2. Don’t overlook property
Property has been a mainstay in the investment industry for decades, so it’s hardly an innovative idea. But that doesn’t mean it should be overlooked. Yes, you might have already missed the boom in property, but there’s still money to be made.
One benefit of property as in investment is that you’ll actually own something physical. That should make it lower risk. You can get yields from letting a property that are better than most savings accounts and bank rates, and that doesn’t include the potential for your capital investment to increase alongside it. This is a growth and return investment, and it should still be one you look carefully at.
If property is an established investment strategy, crypto isn’t. You’ve probably heard of BitCoin and other alternative currencies like Ethereum. These currencies are based on blockchain technology and aren’t backed by national governments like traditional currencies. They’ve had a massive impact on the investment industry in recent years.

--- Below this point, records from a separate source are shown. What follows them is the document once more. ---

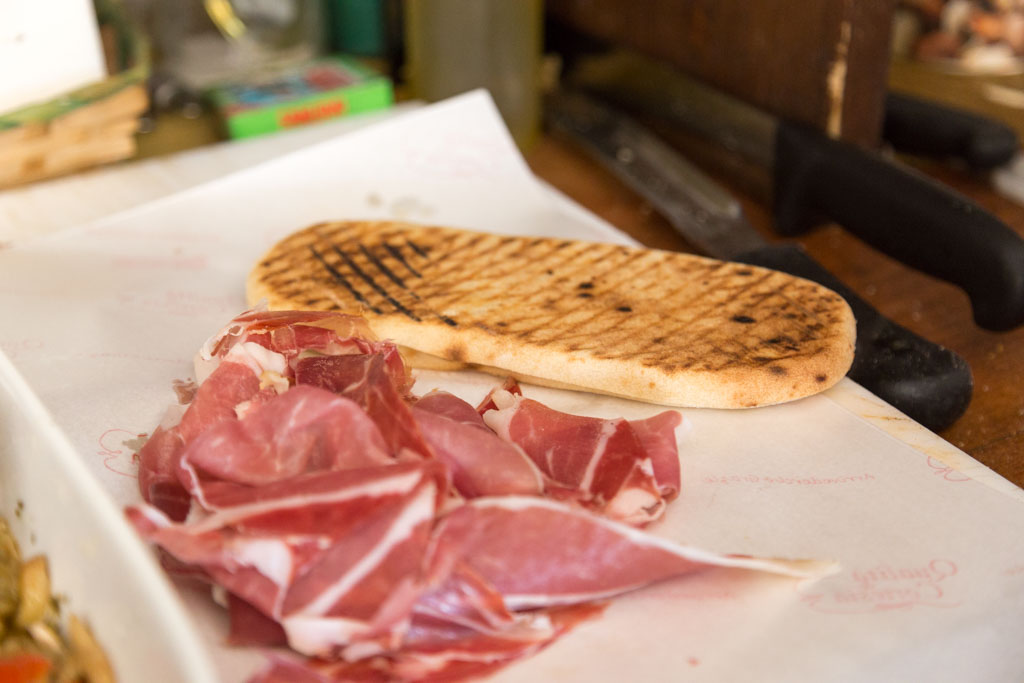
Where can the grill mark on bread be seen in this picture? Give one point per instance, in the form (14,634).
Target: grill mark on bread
(417,249)
(386,271)
(397,255)
(340,279)
(368,279)
(649,310)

If you got into BitCoin early enough, then you might be reading this from a yacht somewhere. Or in other words, you’d have no reason to be reading this at all. So you probably didn’t. While BitCoin has seen a slight drop in price in recent months, you might like the idea of finding another cheap coin that you think is going to be the next big thing. Be careful, because everyone is trying to do that – and it’s a high risk strategy. Crypto investment is not for risk averse investors and you should be ready to lose large amounts of your capital. It’s extremely volatile.
4. Blockchain investment
Cryptocurrencies are based on the blockchain technology, but that’s not all it’s useful for. There are actually a number of other real world solutions that blockchain has helped revolutionalise, like security and energy production. If you want to avoid BitCoin speculation but still want to capitalise on this innovative new technology, then you could simply invest in the right business and hope you’re onto a winner.

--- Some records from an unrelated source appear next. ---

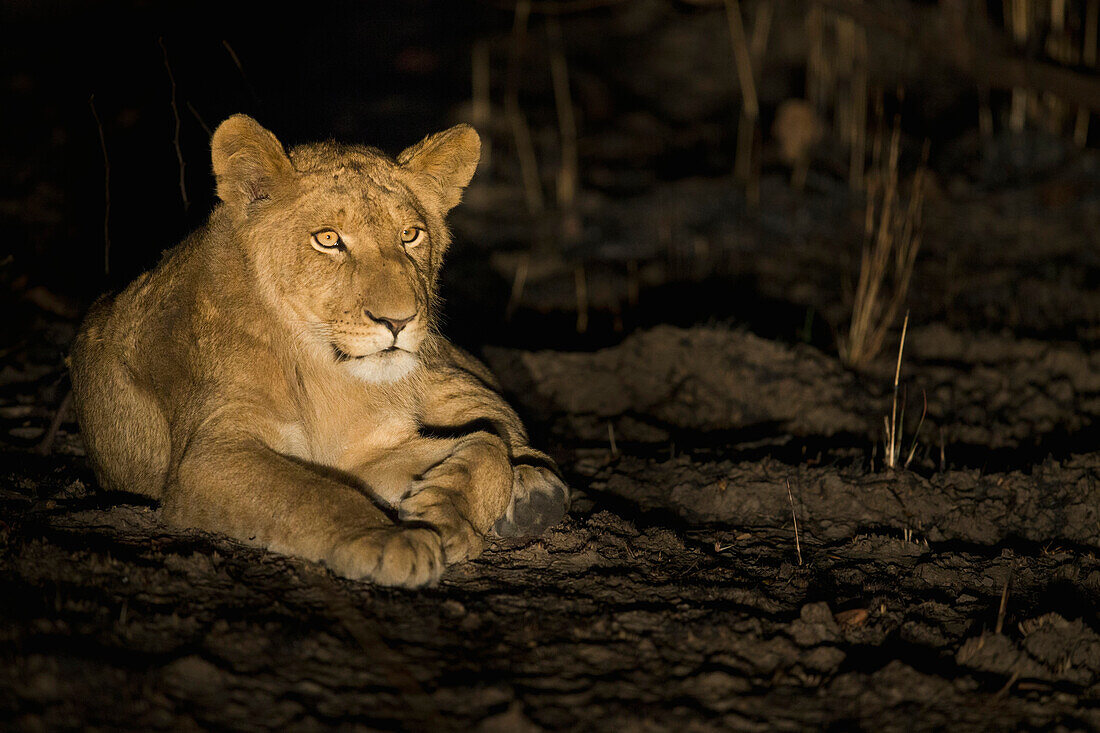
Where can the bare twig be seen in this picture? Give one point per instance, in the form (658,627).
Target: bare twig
(794,517)
(481,102)
(175,138)
(46,445)
(198,118)
(240,68)
(107,188)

Has we move away from fossil fuel production and towards cleaner energy solutions, there’s a lot of money to be made from eco-tech. Everyone is trying to improve their eco efforts and there are tons of new companies coming up every year that are trying to take certain corners of the market. You might want to look at solar panel companies, wind farms, or some new tech that’s just around the corner.
6. Traditional stocks and shares
Don’t overlook traditional stocks and shares in favour of innovative new technologies. If you want good dividends and lower risks, you might want to look at established blue-chip stocks or things that you know are here to stay. Don’t put all your investments into higher-risk new tech when keeping things simple could be the way forward.

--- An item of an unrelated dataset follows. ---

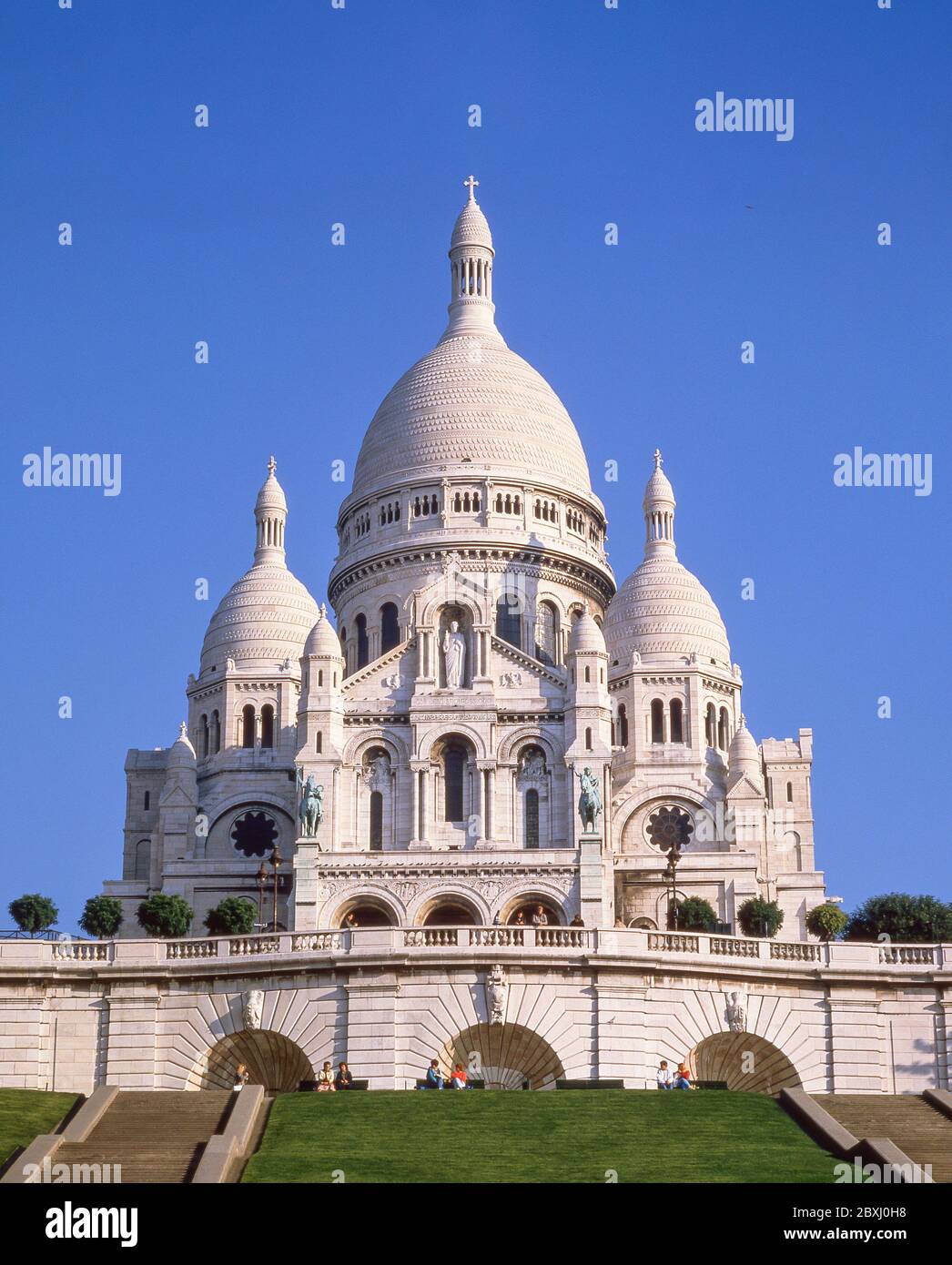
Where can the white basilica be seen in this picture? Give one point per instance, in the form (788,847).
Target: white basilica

7. Funding clubs and peer-to-peer lending
Have you seen the rise of peer-to-peer lending recently? These websites let you lend an amount of your choice to a range of small businesses or individuals. They’ve got processes in place to protect your money and pay rates that are quite a bit higher than normal savings accounts. They could be away to go for you.
Speculating on different currencies has become mainstream. Something that use to be saved for professional traders can now be done by anyone from the comfort of their home. If you’re good, you can make money here. But be careful. Foreign exchange markets are extremely volatile and you could lose a lot more than you’re prepared to.
9. Be careful
When looking to get into investing in 2019, remember to be careful. As we already mentioned, diversification is important. And so is risk management. Make sure you’re aware that no investment is a “sure thing”. Only invest amounts you know you might lose. If you don’t like risk, stick to state-backed and insured savings accounts. Yes, the rates of return might be lower, but so will the risk. Make sure you do all the necessary research before jumping into an investment. Don’t simply go off the advice of one expert of individual, or one article you read (even this one). if you take one piece of advice away from this article, it should be that investment are risky. Bare that in mind.